On comprend que le protolangage soit adapté à ce genre de fonction. Par une simple juxtaposition de quelques mots, il est facile d’évoquer une situation saillante. Un message comme " voisin maison feu " remplit parfaitement son rôle. Dans ces conditions, pourquoi le langage est-il apparu au cours de l’évolution ? Quel genre de fonction remplit-il que le protolangage ne peut satisfaire ? La réponse, sans être immédiate, nous est fournie par l’observation des conversations spontanées. Nous consacrons une bonne partie de notre temps et de notre énergie à argumenter avec nos congénères, à essayer de leur montrer qu’ils ont tort et que nous avons raison. Pour cela, le vrai langage est indispensable. Grâce à la syntaxe qui permet de distinguer les propriétés ou les actions des arguments sur lesquelles elles portent, nous pouvons, entre autres choses, nier des états de fait.

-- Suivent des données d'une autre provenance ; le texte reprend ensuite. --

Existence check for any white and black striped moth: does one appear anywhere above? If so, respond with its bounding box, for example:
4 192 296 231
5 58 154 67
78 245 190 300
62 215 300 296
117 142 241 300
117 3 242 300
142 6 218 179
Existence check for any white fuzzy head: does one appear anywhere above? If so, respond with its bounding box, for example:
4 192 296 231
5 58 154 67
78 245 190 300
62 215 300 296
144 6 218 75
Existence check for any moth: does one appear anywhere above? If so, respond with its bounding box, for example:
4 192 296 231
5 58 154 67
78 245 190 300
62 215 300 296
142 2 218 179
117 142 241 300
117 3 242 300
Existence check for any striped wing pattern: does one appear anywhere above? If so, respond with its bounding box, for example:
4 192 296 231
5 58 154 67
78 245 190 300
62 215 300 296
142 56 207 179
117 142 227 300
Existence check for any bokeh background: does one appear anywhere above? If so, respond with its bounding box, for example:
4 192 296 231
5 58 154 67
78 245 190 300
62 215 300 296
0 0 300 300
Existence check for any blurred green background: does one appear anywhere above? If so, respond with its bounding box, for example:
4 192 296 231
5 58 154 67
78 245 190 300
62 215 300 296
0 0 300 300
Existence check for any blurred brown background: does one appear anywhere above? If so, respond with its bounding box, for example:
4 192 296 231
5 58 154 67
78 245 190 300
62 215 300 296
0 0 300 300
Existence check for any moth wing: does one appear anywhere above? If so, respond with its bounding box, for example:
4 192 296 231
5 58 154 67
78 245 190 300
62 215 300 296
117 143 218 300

Cette capacité de négation, à la base de toute argumentation, faisait sans doute défaut à notre ancêtre. Celui-ci se contentait sans doute d’un protolangage dont la fonction essentielle, nouvelle dans le monde des primates, était de signaler les événements saillants de son environnement à l’attention de ses semblables. A défaut d’être certain, ce scénario a l’avantage d’être cohérent et de conférer une utilité à cette capacité fossile, observée par Bickerton dans le pidgin, qui consiste à pouvoir communiquer en se passant de syntaxe.

Bibliographie

J.-L. Dessalles (2000). Aux origines du langage. Hermès, Paris : 2000.

D. Bickerton (1990). Language and Species. University of Chicago Press.

D. Bickerton (1995). Language and Human Behaviour. London : UCL Press.